La svolta, che impedì il fallimento dell’Europa e della sua moneta, venne dalla Banca Centrale Europea (BCE), presieduta da Mario Draghi, le cui parole dichiararono l’irreversibilità dell’Euro e sostennero che: “Nell’ambito del nostro mandato la BCE (sarebbe stata) pronta a fare tutto il necessario a preservare l’euro”, con la celebre aggiunta: “E credetemi: sarà abbastanza” (Londra, Global Investment Conference, 26 luglio 2012).

Così si calmierarono i mercati finanziari rispetto all’euro e la politica monetaria del quantitative easing consentì di fermare la speculazione sui titoli del debito degli Stati membri – e di alcuni in particolare – ridando liquidità al sistema bancario europeo, per poter finanziare la ripresa economica, concedendo credito buono alle imprese e alle famiglie.

Se ci si chiede come mai le decisioni della BCE furono risolutive, la risposta è semplice: la BCE, proprio per l’esclusività del suo potere, ha funzionato come una vera e propria istituzione federale, rispetto alla quale le istanze intergovernative degli Stati membri erano inefficaci.

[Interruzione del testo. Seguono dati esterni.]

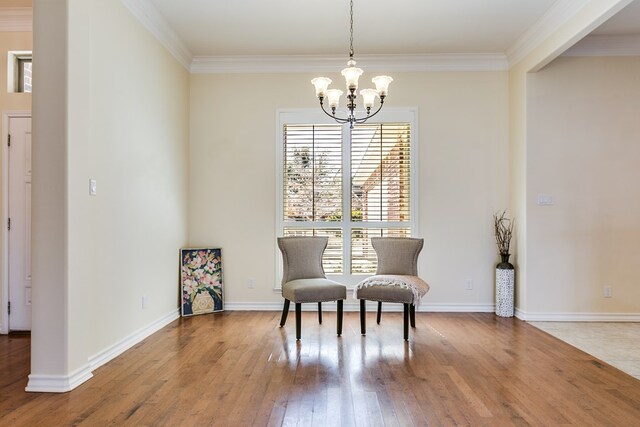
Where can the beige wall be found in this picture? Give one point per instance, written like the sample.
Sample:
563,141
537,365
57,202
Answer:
11,41
125,125
590,16
582,137
463,175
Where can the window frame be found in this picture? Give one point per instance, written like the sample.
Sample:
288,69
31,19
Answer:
316,116
15,76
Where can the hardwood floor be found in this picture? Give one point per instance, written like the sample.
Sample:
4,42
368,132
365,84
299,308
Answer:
240,368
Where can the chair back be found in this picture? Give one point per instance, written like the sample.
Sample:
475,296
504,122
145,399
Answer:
302,257
397,255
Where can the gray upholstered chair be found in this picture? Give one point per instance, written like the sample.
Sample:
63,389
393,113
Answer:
396,279
303,278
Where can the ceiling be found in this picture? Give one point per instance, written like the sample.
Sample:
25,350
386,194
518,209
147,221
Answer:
624,23
321,27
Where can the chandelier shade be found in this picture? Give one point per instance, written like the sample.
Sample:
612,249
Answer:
352,75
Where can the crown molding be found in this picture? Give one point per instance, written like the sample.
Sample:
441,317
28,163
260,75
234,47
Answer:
600,45
153,21
318,63
553,19
16,19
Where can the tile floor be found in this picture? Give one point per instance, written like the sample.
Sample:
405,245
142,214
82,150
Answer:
618,344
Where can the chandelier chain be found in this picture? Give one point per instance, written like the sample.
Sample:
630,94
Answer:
351,37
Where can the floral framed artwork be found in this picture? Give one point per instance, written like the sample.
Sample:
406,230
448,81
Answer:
201,280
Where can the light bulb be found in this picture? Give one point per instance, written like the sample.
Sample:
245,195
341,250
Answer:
351,75
334,97
321,84
368,97
382,84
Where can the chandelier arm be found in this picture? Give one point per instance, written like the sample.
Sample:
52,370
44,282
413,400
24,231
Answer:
364,119
337,119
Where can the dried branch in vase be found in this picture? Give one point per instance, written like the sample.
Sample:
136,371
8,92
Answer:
504,231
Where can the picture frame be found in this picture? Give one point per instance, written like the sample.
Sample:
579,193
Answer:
201,281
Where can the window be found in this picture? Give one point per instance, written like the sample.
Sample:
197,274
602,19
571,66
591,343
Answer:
19,72
349,185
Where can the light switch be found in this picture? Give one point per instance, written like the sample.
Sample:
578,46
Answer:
545,200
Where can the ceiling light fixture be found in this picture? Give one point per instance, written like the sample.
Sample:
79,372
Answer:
351,75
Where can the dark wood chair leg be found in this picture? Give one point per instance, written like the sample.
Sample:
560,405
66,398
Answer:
285,312
298,320
363,320
406,322
413,316
339,317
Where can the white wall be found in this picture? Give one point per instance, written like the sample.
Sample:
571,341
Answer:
583,134
11,41
463,128
117,105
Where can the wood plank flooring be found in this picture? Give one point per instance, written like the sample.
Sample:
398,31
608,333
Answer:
241,369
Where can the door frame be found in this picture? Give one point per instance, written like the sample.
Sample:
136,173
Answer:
4,250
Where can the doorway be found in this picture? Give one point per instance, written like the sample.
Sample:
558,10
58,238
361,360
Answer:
16,232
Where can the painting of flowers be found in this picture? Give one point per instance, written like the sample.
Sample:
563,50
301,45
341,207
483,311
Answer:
201,280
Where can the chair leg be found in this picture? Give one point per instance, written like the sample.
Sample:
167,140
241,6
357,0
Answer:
339,317
413,316
406,322
298,320
363,320
285,312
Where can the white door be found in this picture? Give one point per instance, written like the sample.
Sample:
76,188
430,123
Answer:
19,225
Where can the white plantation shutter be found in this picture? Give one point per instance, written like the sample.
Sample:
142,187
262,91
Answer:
363,256
312,173
349,185
380,173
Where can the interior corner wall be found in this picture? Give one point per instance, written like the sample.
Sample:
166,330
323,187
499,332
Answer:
589,17
463,175
129,133
583,133
10,101
49,220
112,105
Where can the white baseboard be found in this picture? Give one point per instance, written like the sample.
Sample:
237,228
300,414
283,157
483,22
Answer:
58,383
123,345
64,383
354,306
577,317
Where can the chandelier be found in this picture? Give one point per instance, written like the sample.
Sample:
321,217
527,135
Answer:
351,75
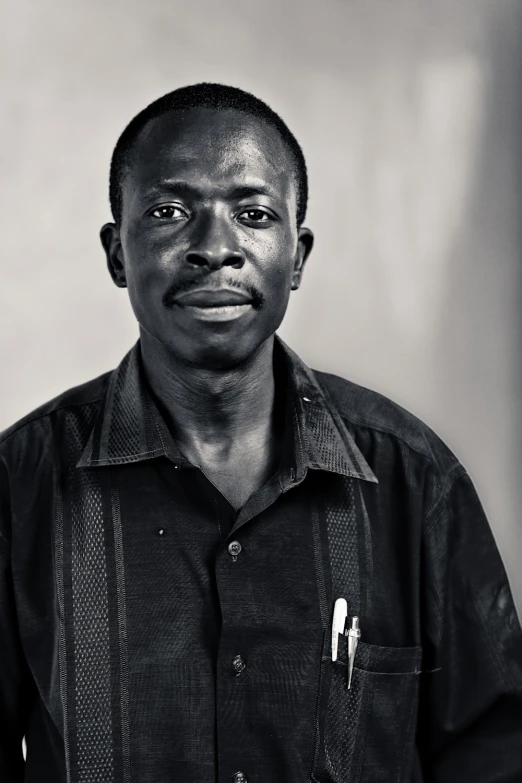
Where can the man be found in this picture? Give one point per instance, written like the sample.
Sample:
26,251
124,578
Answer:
175,534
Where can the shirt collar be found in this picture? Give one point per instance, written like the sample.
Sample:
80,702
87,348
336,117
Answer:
130,428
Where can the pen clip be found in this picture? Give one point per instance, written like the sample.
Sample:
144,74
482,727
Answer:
338,623
353,635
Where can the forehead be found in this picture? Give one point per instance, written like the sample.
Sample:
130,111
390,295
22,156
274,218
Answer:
213,146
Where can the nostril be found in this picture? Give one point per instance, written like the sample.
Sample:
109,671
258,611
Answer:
196,259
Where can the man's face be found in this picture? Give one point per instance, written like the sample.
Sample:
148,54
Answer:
208,244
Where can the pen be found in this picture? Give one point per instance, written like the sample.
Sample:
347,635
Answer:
339,620
353,635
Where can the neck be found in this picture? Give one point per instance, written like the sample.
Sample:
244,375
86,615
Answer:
214,414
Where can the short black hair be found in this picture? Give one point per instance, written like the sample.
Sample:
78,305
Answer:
204,95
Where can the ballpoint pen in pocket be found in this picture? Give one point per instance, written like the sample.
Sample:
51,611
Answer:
353,635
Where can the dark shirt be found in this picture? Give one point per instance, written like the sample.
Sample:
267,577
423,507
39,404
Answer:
149,633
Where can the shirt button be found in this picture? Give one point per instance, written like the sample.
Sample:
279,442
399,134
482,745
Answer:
238,664
234,548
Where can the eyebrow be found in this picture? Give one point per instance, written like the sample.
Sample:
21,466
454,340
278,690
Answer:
183,188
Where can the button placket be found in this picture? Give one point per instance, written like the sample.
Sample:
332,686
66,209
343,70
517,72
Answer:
238,664
234,548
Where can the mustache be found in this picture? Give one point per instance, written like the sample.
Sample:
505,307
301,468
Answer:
185,287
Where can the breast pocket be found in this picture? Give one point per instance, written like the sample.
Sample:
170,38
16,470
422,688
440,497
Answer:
363,734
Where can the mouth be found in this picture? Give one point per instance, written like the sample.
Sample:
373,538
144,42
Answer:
214,305
213,299
222,312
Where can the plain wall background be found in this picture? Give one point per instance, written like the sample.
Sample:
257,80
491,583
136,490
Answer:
409,114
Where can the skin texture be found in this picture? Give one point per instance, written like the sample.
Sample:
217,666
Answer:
210,202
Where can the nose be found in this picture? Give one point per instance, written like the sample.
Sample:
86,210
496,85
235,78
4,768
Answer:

5. L’altra istituzione con maggiore sostanza federale, cioè la Commissione europea, si affrettò – subito dopo il discorso di Draghi – a varare un “piano” (A blueprint for a deep and genuine economic and monetary union. Launching a European Debate, 30 novembre 2012) di misure istituzionali sull’Unione economica e monetaria e sulla modifica dei Trattati per rafforzare, i poteri, la politica fiscale e di bilancio dell’UE, nonché per consolidare la democrazia e il ruolo di direzione politica del Parlamento europeo.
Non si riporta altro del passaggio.